There is too much at stake, too many complications that could ruin not just his everyday routine but his entire fucking life.
I won’t do that to him.
“You said it was the wrong move.” My eyes shoot up to his, my heart in my throat again. “But you never came back to fix it.”
“Mason,” my voice is quiet, the grief making it thick and choked, “I didn’t…I wanted to.”
“Then what was it, Bridget,” Mason responds. “It’s been five years of trying to forget you, of throwing myself into something just so that it wouldn’t hurt so fucking bad anymore. But I can’t get you out. You’re in too deep—a part of my goddamn blood—lacing through me every day. ”
“Mason, I…”
But I can’t speak. Jai could very well be here already. Pain and terror and loss swirl through me so intensely I can hardly breathe.

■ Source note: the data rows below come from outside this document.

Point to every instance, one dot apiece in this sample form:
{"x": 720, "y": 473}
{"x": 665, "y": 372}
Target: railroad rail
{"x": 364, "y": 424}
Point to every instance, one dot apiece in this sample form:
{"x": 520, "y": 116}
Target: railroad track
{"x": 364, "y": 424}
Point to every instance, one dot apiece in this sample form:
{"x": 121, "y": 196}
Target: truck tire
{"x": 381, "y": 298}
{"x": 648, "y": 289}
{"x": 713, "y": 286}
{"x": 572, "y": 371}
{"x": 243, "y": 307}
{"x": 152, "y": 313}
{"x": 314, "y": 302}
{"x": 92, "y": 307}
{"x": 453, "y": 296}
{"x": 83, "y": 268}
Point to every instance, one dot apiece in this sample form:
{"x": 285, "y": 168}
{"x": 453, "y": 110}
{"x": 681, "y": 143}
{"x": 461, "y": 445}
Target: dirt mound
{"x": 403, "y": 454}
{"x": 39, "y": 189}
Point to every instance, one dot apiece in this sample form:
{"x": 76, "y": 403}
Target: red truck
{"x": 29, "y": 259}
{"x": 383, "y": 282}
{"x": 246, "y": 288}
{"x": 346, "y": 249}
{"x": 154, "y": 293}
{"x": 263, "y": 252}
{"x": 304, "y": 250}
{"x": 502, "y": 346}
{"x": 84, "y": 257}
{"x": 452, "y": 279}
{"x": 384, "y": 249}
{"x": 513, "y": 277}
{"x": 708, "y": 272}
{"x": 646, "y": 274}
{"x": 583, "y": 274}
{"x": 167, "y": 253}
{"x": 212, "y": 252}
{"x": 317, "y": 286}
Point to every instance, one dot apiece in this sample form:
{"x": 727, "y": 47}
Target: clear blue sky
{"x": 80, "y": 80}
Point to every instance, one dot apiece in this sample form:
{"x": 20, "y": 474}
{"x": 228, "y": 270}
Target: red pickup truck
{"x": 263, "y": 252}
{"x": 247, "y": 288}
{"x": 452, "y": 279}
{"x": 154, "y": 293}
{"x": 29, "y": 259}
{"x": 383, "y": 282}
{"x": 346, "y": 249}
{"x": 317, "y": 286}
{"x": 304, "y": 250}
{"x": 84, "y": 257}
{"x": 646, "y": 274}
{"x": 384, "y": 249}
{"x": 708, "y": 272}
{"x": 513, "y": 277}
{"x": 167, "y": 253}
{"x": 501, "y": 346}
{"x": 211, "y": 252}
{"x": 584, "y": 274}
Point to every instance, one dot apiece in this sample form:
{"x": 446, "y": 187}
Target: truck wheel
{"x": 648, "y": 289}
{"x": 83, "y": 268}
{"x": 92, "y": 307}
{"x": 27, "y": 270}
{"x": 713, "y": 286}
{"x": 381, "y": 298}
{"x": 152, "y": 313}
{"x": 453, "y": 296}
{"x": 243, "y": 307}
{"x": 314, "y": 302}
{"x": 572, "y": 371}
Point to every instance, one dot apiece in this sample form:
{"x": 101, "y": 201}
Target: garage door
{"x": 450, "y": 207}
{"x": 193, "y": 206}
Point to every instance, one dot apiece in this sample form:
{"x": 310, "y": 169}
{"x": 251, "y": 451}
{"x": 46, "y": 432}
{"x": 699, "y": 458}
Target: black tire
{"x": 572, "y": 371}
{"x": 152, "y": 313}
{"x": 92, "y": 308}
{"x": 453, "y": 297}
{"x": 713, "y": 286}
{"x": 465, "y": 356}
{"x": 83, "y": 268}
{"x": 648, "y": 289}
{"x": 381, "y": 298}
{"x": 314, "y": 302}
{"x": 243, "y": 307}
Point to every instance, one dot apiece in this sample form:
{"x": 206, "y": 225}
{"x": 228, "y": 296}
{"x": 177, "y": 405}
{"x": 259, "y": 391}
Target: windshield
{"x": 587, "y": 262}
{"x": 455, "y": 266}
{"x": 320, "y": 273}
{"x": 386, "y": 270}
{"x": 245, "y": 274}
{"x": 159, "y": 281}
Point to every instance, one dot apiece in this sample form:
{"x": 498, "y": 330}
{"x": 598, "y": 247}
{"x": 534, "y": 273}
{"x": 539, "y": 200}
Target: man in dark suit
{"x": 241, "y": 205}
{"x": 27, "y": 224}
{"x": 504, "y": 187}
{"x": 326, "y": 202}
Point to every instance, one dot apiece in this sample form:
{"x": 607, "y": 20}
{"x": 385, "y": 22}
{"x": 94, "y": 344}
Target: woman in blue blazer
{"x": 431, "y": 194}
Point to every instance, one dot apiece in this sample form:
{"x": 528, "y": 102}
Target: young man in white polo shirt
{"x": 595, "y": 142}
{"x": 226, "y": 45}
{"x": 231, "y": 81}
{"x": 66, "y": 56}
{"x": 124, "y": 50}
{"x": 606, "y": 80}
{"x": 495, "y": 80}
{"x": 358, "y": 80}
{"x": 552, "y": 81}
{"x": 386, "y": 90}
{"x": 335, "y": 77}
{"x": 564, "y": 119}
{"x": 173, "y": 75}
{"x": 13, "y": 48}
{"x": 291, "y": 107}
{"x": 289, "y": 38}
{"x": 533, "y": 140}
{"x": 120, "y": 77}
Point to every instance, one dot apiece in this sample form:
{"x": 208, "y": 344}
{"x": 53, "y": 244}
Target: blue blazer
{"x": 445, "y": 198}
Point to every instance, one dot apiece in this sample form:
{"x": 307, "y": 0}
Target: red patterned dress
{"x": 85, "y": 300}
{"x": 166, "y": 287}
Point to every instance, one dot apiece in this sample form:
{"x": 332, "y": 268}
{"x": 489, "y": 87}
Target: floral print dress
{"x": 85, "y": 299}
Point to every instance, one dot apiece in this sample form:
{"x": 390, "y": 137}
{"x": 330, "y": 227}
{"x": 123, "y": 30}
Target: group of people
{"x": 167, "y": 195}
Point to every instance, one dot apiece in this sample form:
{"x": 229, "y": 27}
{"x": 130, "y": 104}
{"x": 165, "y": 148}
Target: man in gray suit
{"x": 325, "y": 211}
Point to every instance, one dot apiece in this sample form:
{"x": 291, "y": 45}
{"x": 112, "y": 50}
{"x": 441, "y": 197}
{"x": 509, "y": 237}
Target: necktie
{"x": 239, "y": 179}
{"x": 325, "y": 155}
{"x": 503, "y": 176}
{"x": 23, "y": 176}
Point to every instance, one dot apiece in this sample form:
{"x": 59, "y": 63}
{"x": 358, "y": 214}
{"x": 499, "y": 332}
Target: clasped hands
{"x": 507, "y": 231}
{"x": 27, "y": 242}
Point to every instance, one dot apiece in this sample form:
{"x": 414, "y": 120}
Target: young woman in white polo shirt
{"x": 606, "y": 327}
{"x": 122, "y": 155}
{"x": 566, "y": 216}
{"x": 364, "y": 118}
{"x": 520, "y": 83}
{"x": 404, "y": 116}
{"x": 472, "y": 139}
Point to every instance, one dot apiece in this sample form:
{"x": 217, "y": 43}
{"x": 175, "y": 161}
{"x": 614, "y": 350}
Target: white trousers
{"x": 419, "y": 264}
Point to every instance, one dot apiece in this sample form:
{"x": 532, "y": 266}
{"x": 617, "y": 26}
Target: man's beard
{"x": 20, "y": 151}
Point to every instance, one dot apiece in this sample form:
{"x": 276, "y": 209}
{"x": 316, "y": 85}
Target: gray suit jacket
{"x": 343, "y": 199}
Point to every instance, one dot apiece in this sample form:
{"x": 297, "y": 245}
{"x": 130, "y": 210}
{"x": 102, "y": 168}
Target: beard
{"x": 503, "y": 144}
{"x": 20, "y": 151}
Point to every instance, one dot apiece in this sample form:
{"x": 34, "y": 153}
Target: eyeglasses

Icannotrisk Mason or Mia. If Jai found them and hurt them…
The bite of Mason’s expression burns into me, and I can’t stand there another moment.
Rushing out of the room, my heart racing as my mind twirls about trying to process what just happened, the tears finally break free.
Looks like I need that fresh air after all.
TWELVE
Mason
The horrid dryness of my mouth is only eclipsed by the furious pounding in my skull that bounces from side to side, temple to temple, front to back.
“Fucking hell.”
I scrub my hand over my face, my skin feeling greasy and tight in equal measure. As more of my hungover brain comes back online, one memory stands out from the rest.
I kissed Bridget.
Hell, I was about to do more until her brother came knocking at the door.Dammit, the fuck is wrong with me?
Sitting up in my bed, I groan. Nausea creeps at the edges of my awareness getting stronger by the second.
I never let myself get that drunk, not since Jess’s death, anyway.
There’s a water bottle on my nightstand, a typical habit of mine, and I take a large gulp as I pad around in the drawer for aspirin.
Swallowing down four of the little pills, I’m lucky enough to find some Pepto Bismol as well, and I’m quick to chew up two of the tablets.
That should fight off the worst of it, but it still doesn’t change the fact that I went way too far with Bridget and then proceeded to finish off the bottle of whiskey I’d brought up to my room.
Being alone and drunk and hornier than I wanted was not how I thought the night would go.
Sighing, I stand up from my bed, still wearing my clothes from last night, and decide that a shower is in order.
As I shuffle over to the closet, I’m all groans and desperate burps, hoping that I’ll start to feel better soon.
Sure, the physical stuff has a treatment, but I have no idea what to do about Bridget.
I hang my head as I work to pull off my pants. “I can’t believe I kissed her. How fucking stupid am I?”
Because, come on. It’s been five years, and as Bridget said, our lives are really different now. I can’t see a future where we’re able to rekindle what we had, even though I want that more than I want to admit.
Timing really is everything in life, and it continues to look like Bridget and I can’t get ours right.